Measuring Latency

You cannot store every latency measurement individually. Histograms let you keep the shape of the distribution while throwing away the raw numbers.

Why raw storage doesn't work#

At peak, WhatsApp processes roughly 100K messages/second across the fleet:

100,000 messages/sec
× 86,400 seconds/day
= 8.64 billion data points per day

At 8 bytes each, that's ~69GB of raw latency data per day. Storing it is expensive. More critically, computing a percentile requires sorting all 8.64 billion values — that's not a real-time operation.

You need a better approach.

Histograms — keep the shape, discard the raw values#

Each app server maintains a set of delivery latency buckets in memory. Every message that completes delivery increments exactly one counter based on how long it took.

Bucket          Counter
0-50ms:         61,000
50-100ms:       22,000
100-200ms:       9,500
200-500ms:       5,800
500ms-1s:        1,400
1s+:               300
--------------------------
Total:         100,000

Instead of 100,000 individual numbers, you store 6 integers. Incrementing a bucket is a single atomic operation — essentially free.

Computing p99 from a histogram#

p99 means: the latency value below which 99% of messages fall. With 100,000 messages, you need the bottom 99,000.

Walk the buckets, accumulating a running total until you cross 99,000:

0-50ms:    61,000 → running total: 61,000
50-100ms:  22,000 → running total: 83,000
100-200ms:  9,500 → running total: 92,500
200-500ms:  5,800 → running total: 98,300
500ms-1s:   1,400 → running total: 99,700  ← 99,000 falls in here

p99 lands in the 500ms-1s bucket. SLO says < 500ms. You're breaching it. This would fire an alert.

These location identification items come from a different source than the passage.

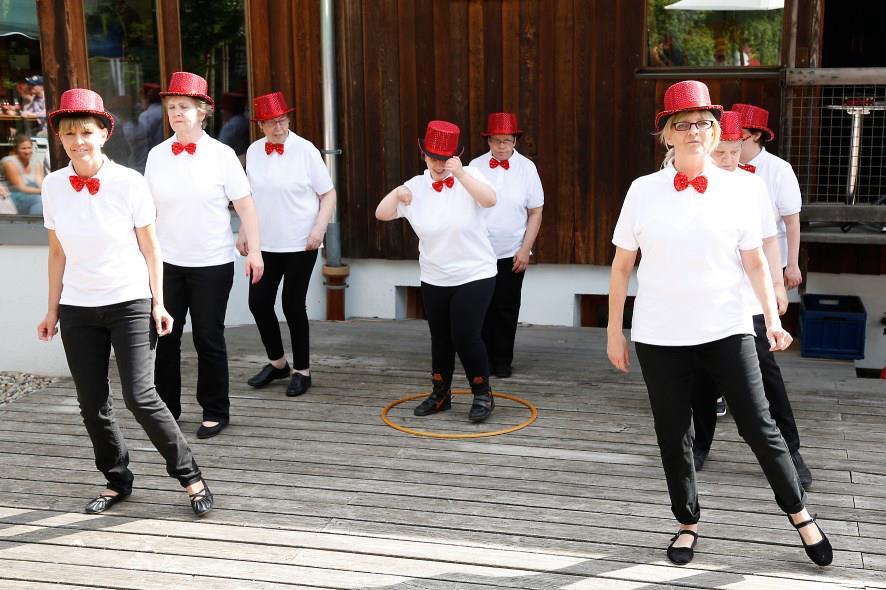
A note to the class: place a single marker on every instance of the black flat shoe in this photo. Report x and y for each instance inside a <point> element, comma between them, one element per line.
<point>269,373</point>
<point>682,555</point>
<point>210,431</point>
<point>202,501</point>
<point>820,553</point>
<point>298,384</point>
<point>103,502</point>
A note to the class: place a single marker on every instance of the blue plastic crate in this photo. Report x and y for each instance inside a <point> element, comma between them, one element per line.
<point>832,326</point>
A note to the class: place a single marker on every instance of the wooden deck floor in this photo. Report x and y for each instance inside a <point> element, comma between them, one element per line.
<point>317,492</point>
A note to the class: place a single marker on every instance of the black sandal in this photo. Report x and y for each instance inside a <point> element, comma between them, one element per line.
<point>202,501</point>
<point>820,553</point>
<point>682,555</point>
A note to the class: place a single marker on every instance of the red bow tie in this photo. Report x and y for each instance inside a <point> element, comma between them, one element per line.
<point>91,184</point>
<point>438,184</point>
<point>178,147</point>
<point>699,183</point>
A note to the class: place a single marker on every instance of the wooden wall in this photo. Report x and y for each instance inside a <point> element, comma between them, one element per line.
<point>568,68</point>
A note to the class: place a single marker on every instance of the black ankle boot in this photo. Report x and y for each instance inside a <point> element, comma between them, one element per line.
<point>440,398</point>
<point>484,403</point>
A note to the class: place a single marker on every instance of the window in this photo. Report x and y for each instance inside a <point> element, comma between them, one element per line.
<point>694,33</point>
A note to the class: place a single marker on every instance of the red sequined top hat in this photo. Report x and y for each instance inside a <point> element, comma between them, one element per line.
<point>441,140</point>
<point>688,95</point>
<point>81,101</point>
<point>269,106</point>
<point>754,118</point>
<point>501,124</point>
<point>188,84</point>
<point>730,126</point>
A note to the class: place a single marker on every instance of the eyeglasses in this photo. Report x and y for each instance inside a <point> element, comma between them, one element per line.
<point>700,125</point>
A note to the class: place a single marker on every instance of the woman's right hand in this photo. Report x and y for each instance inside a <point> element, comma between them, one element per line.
<point>404,195</point>
<point>48,328</point>
<point>617,351</point>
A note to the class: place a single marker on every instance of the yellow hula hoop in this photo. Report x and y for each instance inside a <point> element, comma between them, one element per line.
<point>533,414</point>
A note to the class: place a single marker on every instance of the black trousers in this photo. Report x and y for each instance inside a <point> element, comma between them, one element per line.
<point>294,269</point>
<point>455,318</point>
<point>88,333</point>
<point>203,292</point>
<point>500,325</point>
<point>704,396</point>
<point>732,363</point>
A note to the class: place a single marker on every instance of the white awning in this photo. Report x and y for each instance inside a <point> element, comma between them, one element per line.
<point>726,5</point>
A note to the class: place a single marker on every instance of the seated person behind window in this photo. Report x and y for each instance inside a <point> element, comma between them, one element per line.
<point>24,176</point>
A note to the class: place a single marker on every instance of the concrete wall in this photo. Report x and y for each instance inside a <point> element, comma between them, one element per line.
<point>549,297</point>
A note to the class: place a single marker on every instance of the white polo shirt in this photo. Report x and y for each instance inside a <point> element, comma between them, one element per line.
<point>690,276</point>
<point>103,263</point>
<point>757,189</point>
<point>286,189</point>
<point>784,191</point>
<point>453,245</point>
<point>192,192</point>
<point>517,189</point>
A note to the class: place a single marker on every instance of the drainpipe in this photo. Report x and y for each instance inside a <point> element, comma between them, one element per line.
<point>334,271</point>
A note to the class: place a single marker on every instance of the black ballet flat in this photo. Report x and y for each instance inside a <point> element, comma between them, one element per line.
<point>202,501</point>
<point>682,555</point>
<point>103,502</point>
<point>820,553</point>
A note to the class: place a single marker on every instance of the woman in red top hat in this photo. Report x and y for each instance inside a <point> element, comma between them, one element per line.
<point>689,312</point>
<point>513,225</point>
<point>295,199</point>
<point>193,179</point>
<point>106,290</point>
<point>445,206</point>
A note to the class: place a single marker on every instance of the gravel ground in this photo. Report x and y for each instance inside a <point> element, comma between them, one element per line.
<point>16,385</point>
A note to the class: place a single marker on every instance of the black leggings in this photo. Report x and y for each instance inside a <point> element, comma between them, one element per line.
<point>455,318</point>
<point>732,362</point>
<point>295,269</point>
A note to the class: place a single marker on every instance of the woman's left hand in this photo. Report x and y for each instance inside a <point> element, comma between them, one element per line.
<point>315,238</point>
<point>162,319</point>
<point>255,266</point>
<point>778,337</point>
<point>453,166</point>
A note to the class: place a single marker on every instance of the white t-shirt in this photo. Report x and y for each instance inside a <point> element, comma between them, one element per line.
<point>191,192</point>
<point>784,190</point>
<point>286,188</point>
<point>453,246</point>
<point>103,263</point>
<point>690,276</point>
<point>757,188</point>
<point>517,189</point>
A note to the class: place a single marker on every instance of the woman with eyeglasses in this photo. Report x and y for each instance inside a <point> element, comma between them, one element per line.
<point>513,225</point>
<point>294,198</point>
<point>445,208</point>
<point>699,230</point>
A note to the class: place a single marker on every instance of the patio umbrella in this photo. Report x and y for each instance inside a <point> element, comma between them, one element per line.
<point>726,5</point>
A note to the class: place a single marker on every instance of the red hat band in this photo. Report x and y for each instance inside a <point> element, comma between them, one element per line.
<point>756,118</point>
<point>188,84</point>
<point>688,95</point>
<point>81,101</point>
<point>441,140</point>
<point>730,126</point>
<point>270,106</point>
<point>501,124</point>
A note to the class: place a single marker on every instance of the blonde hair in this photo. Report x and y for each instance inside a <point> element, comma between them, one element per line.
<point>201,105</point>
<point>80,123</point>
<point>711,143</point>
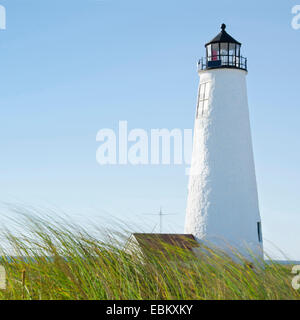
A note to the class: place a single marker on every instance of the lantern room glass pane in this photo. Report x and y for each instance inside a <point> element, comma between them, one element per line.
<point>215,52</point>
<point>209,52</point>
<point>232,60</point>
<point>238,50</point>
<point>224,52</point>
<point>224,48</point>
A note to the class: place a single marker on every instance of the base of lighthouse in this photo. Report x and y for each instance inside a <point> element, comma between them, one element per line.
<point>222,206</point>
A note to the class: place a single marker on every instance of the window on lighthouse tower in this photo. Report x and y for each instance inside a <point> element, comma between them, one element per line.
<point>204,91</point>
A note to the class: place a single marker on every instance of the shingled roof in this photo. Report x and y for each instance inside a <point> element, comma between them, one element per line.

The trade-off: you lose precision within the bucket. You know p99 is somewhere between 500ms and 1s, not the exact millisecond. For SLO tracking this is fine — you care whether you're above or below the threshold, not the exact value.

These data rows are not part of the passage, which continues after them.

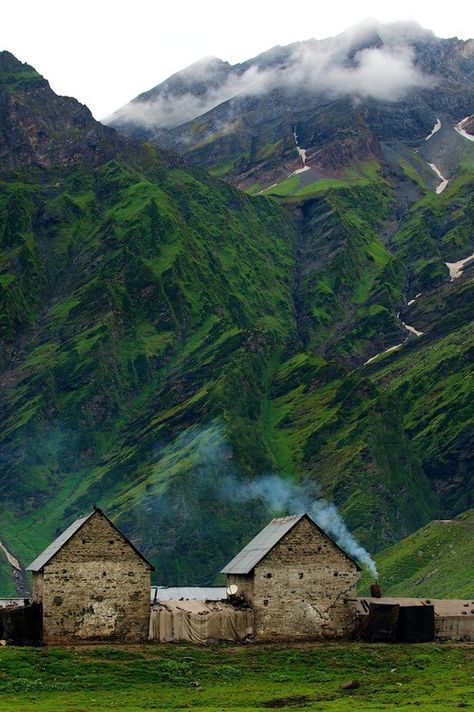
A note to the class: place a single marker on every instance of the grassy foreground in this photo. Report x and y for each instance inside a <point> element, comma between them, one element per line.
<point>310,676</point>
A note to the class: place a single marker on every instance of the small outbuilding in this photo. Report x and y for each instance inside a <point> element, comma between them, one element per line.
<point>297,580</point>
<point>93,585</point>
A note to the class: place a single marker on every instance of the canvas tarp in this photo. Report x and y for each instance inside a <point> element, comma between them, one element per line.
<point>199,621</point>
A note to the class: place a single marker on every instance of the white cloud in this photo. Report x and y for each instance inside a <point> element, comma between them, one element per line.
<point>386,73</point>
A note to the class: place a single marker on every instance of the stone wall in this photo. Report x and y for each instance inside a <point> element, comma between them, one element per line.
<point>299,589</point>
<point>95,588</point>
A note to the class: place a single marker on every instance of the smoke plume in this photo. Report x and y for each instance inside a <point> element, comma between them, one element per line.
<point>215,481</point>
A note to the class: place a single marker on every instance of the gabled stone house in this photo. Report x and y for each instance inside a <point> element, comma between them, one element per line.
<point>297,580</point>
<point>93,585</point>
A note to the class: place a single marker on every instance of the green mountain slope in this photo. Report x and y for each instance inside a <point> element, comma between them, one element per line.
<point>168,341</point>
<point>435,561</point>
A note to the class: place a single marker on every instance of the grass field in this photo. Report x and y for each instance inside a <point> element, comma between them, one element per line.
<point>221,677</point>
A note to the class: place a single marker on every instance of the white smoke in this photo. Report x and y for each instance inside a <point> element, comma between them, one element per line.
<point>384,72</point>
<point>280,495</point>
<point>285,496</point>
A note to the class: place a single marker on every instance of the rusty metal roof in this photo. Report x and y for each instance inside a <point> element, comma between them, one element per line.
<point>444,607</point>
<point>249,557</point>
<point>59,542</point>
<point>188,593</point>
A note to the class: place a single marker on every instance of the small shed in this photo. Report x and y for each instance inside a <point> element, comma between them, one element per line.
<point>297,580</point>
<point>453,618</point>
<point>93,585</point>
<point>199,621</point>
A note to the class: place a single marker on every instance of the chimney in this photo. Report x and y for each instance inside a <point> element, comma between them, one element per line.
<point>375,590</point>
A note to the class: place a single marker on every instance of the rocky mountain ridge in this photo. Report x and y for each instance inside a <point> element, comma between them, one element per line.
<point>169,341</point>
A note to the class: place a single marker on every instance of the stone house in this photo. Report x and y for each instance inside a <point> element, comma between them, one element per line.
<point>93,585</point>
<point>297,580</point>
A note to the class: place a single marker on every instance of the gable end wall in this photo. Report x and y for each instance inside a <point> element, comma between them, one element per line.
<point>299,589</point>
<point>95,588</point>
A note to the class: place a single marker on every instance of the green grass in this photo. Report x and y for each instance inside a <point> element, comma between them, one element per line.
<point>431,562</point>
<point>224,677</point>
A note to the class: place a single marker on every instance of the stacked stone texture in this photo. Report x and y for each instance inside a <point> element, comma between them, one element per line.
<point>96,587</point>
<point>300,589</point>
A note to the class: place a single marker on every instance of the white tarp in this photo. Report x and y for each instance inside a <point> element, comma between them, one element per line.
<point>199,621</point>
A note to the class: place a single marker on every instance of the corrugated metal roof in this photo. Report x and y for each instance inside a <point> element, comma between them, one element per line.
<point>57,544</point>
<point>248,558</point>
<point>188,593</point>
<point>4,602</point>
<point>444,607</point>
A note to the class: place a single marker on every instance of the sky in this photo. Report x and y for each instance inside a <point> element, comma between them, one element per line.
<point>105,52</point>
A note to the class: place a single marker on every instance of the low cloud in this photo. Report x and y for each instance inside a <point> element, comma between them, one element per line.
<point>385,72</point>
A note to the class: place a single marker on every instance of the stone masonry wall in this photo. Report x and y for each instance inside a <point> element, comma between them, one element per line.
<point>95,588</point>
<point>300,588</point>
<point>245,585</point>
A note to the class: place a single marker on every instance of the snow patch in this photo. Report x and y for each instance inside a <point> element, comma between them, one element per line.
<point>412,329</point>
<point>301,151</point>
<point>456,268</point>
<point>444,181</point>
<point>412,301</point>
<point>460,130</point>
<point>392,348</point>
<point>435,128</point>
<point>300,170</point>
<point>273,185</point>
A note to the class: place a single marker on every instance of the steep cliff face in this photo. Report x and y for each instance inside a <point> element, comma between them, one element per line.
<point>339,99</point>
<point>168,341</point>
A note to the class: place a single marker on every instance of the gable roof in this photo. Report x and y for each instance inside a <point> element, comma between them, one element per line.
<point>263,543</point>
<point>68,533</point>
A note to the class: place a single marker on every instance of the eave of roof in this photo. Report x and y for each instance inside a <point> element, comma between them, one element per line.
<point>261,545</point>
<point>68,533</point>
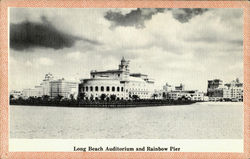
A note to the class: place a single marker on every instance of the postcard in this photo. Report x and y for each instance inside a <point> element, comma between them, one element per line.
<point>112,79</point>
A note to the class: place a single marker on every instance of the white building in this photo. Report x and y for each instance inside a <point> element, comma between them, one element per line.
<point>117,82</point>
<point>15,94</point>
<point>53,88</point>
<point>193,95</point>
<point>233,91</point>
<point>66,89</point>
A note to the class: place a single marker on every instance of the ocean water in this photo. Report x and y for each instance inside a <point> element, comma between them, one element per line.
<point>197,121</point>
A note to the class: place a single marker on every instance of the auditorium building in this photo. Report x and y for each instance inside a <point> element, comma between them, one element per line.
<point>119,82</point>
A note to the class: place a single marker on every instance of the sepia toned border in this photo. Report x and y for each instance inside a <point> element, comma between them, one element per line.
<point>4,115</point>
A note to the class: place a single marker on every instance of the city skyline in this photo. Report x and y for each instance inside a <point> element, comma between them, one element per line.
<point>196,46</point>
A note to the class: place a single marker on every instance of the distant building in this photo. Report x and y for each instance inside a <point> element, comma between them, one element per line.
<point>15,94</point>
<point>31,92</point>
<point>52,88</point>
<point>167,87</point>
<point>179,92</point>
<point>180,88</point>
<point>215,89</point>
<point>119,82</point>
<point>66,89</point>
<point>232,91</point>
<point>193,95</point>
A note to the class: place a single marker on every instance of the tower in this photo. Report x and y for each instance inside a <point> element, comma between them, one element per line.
<point>124,67</point>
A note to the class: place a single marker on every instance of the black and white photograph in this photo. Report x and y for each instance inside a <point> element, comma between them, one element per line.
<point>126,73</point>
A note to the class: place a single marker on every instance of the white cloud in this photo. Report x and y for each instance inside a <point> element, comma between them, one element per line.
<point>45,61</point>
<point>74,55</point>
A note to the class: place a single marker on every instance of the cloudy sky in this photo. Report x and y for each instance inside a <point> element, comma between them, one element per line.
<point>186,46</point>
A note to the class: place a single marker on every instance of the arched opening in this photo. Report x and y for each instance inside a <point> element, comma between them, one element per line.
<point>107,89</point>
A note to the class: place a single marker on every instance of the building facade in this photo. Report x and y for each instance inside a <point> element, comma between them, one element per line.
<point>215,90</point>
<point>120,83</point>
<point>232,91</point>
<point>66,89</point>
<point>53,88</point>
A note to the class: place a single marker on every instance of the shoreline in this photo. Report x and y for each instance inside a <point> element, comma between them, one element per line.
<point>123,104</point>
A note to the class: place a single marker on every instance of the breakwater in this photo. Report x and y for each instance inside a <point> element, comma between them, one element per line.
<point>99,103</point>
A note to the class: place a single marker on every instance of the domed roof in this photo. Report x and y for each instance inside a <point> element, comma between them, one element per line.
<point>123,59</point>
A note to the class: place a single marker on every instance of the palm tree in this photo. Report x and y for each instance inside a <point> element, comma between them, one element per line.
<point>113,97</point>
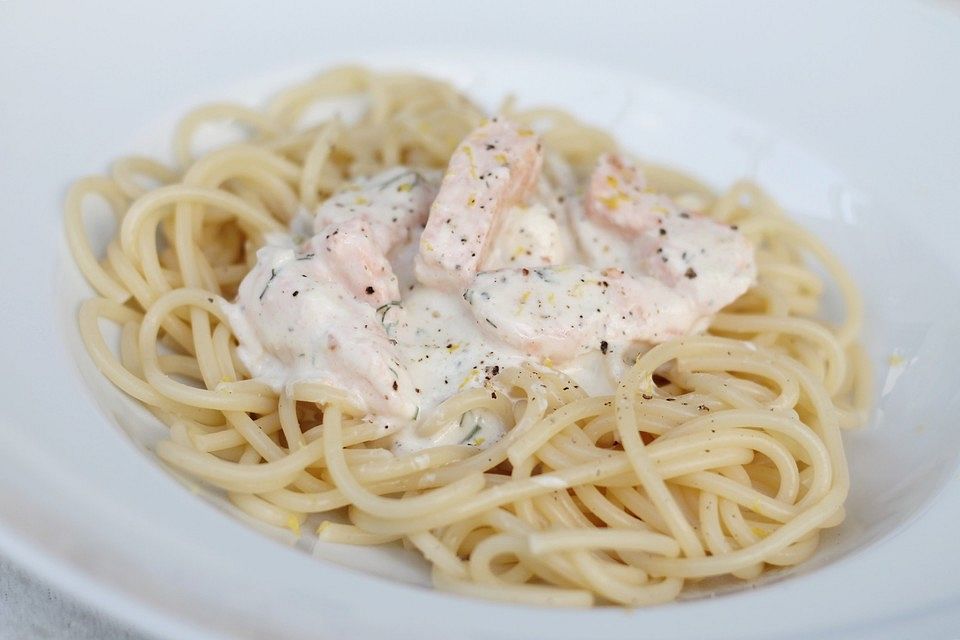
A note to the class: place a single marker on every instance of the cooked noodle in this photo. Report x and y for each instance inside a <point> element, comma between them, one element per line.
<point>718,454</point>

Merging histograms across the fleet#

WhatsApp runs thousands of app servers. Each builds its own histogram independently. To get a fleet-wide p99, the metrics collector adds bucket counts:

Server 1:   0-50ms: 610   50-100ms: 220   100-200ms: 95 ...
Server 2:   0-50ms: 598   50-100ms: 215   100-200ms: 91 ...
Server 3:   0-50ms: 602   50-100ms: 218   100-200ms: 93 ...
...
Fleet total: 0-50ms: 61,000  50-100ms: 22,000 ...

Histograms are mergeable by design — just add the counters. This is why they're the standard tool for distributed latency measurement.

Leading indicators for delivery latency#

Latency alone doesn't tell the full story. Leading indicators warn you before the SLO breaches:

Kafka consumer lag (registry updates)  — growing lag → users appear offline longer → delivery delays
DynamoDB write latency p99             — spikes here cascade into delivery latency
Pending_deliveries table depth         — growing backlog → delivery worker falling behind
Redis inbox read latency               — spike here slows every inbox load
Connection server queue depth          — backed up → messages waiting to be forwarded

These aren't SLIs, but a spike in any of them predicts a delivery latency SLO breach within minutes.

Interview framing

"Each app server maintains a latency histogram — bucket counters for 0-50ms, 50-100ms, 100-200ms, 200-500ms, 500ms-1s, 1s+. Prometheus scrapes all servers every 15 seconds and adds bucket counts to compute fleet-wide p99. Beyond the SLI, also track Kafka consumer lag and pending_deliveries depth as leading indicators — both predict delivery latency degradation before the SLO breaches."